One summer dusk I watched a buck deer browsing along a pasture hedgerow. His whole being was given over to the taste of the earth-cool grass, the caress of the slanting evening sun on his tawny flanks. He was as relaxed as putty. Nature was saying to him, “Taste, and enjoy yourself, old man,” and he was doing just that.

Suddenly a snake wriggled almost under his nose. In a flash the buck became a taut, fighting fury. “Get it!” said Nature, and he plunged to answer. Slash! Twack! The sharp, cutting hoofs flailed and in a moment it was over.

Then the voice said to him, “Back to your peace and your browsing, old man.” All knots of fight and fear were gone out of the buck’s body; again free and relaxed he sauntered up the pasture hill, and the soft dark of evening wrapped around him like an arm.

If animals can be said to have a philosophy, it is as simple as this: when Nature says, “I give you the glory of the senses and of awareness, and the splendour of Earth,” surrender yourself to these things, not worrying if it looks undignified to turn somersaults at 80. When the word is ‘fight’, pitch in and fight, not weighing hesitant thoughts about prudence.

“Rest,” says your monitor. “Play.” “Sleep.” “Feed and breed and doze in God’s green shade by the brookside,” each in its season.
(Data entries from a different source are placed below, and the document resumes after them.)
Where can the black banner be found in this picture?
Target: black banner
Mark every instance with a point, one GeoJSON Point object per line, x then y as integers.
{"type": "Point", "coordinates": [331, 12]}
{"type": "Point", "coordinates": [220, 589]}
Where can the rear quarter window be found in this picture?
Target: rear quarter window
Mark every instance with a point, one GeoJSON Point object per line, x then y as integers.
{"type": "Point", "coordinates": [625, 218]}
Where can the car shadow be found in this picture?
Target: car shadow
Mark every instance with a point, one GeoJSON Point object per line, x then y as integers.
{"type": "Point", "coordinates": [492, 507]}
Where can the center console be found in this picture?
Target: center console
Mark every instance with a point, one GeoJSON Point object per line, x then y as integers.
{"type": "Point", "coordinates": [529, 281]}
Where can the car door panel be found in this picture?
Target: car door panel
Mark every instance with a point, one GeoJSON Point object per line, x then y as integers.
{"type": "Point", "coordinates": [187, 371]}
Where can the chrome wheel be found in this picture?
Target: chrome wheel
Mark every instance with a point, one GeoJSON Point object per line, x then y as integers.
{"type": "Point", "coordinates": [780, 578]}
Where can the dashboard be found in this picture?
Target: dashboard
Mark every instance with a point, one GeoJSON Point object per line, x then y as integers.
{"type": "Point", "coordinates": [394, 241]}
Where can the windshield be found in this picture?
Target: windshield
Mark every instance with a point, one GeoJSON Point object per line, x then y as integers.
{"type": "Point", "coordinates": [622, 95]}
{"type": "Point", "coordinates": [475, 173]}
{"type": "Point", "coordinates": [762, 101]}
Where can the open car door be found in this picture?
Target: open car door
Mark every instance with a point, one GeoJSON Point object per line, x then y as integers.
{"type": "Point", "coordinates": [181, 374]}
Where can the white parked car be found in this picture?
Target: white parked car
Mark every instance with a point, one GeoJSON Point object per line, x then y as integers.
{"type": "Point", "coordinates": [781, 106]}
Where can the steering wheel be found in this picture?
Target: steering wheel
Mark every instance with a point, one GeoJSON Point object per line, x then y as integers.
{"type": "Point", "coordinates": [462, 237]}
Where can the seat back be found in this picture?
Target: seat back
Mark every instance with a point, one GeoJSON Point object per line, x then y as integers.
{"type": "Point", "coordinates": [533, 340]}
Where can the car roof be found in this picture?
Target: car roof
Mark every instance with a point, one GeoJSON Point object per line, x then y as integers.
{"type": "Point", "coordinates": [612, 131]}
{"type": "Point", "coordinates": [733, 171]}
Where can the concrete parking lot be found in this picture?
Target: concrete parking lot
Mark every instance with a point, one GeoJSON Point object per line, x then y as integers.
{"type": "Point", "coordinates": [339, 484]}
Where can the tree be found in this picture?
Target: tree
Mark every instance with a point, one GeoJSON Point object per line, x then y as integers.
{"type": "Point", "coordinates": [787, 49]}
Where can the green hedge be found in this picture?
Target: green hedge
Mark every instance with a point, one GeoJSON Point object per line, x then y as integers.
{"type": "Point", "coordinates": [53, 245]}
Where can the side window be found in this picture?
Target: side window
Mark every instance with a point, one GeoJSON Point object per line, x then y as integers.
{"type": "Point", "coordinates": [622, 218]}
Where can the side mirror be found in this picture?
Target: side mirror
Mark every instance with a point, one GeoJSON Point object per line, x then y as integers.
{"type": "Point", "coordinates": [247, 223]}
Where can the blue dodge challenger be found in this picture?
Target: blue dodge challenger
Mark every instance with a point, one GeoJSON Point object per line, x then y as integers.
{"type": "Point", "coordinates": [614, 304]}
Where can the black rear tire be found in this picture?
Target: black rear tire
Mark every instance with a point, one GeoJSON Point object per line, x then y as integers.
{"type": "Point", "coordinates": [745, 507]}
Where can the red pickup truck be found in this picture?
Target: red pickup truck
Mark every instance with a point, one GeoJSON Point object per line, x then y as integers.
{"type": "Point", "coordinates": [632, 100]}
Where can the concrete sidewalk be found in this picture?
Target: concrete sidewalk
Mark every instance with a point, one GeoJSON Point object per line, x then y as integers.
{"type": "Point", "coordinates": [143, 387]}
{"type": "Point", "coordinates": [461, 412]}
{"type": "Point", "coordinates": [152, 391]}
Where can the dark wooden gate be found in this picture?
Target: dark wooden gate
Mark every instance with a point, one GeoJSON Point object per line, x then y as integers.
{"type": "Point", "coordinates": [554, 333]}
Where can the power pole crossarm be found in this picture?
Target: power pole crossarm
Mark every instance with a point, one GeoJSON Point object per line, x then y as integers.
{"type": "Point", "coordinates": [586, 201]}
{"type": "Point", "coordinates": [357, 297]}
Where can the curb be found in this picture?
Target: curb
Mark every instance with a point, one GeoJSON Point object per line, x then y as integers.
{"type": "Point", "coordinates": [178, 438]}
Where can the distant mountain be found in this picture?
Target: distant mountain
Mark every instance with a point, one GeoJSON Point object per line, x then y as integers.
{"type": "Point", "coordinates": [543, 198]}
Heed the voice and act. It is a simple philosophy. It holds the strength of the world.

Animals do not know worry. What bird could raise a family if worried about the problems to be overcome, the impossible number of feeding trips in a day to keep those clamouring mouths stilled with food? That is not the way birds or animals respond to life. Nature says, “Feed them!” And the mother bird goes ahead and does it. Between dawn and sunset a tiny wren must make hundreds of such round trips to feed her brood.

An animal doesn’t know what brotherhood means, but when it hears the call “Help!” it answers instinctively. If a prairie dog is shot, the others in the prairie-dog village come tumbling out, not giving a hang for gunfire, and haul their fallen fellow underground. Big-game hunters have seen elephants, disregarding danger, lift a wounded comrade to his feet with their tusks and, supporting him by one member of the herd on each side, help him walk to the forest depths.

Even small birds work miracles of valiance. I once nearly had the daylights beaten out of me by a pair of phoebes, of all things. I had spied their nest on the underside of an old wooden bridge across a stream and was working my way from boulder to boulder in the rushing water to have a close look at the nestlings. Suddenly Mother Phoebe shot past me, only an inch from my nose.

I had hardly recovered from my dodge of surprise when she turned and flew straight at my eyes. I jumped sideways and one leg went into the water. At that moment Father Phoebe dive-bombed, and his wings knocked my glasses off. These parents were acting on the message “Get him!” They did. I came out from under that bridge as if bears were after me.

Not only do the wild things meet life in all its aspects wholeheartedly; they greet death the same way. “Sleep now, and rest,” says Nature at the end. When my old dog Dominie died he lay down in a favourite corner, gave a long sigh and was gone.

I remember an old woodchuck that died in my pasture. As I watched him he stretched out on a sun-warmed stone, breathed his last and surrendered himself to what Nature was saying to him. To do that could not have seemed strange to him—he had been doing it all his life. In animals shines the trust that casts out fear.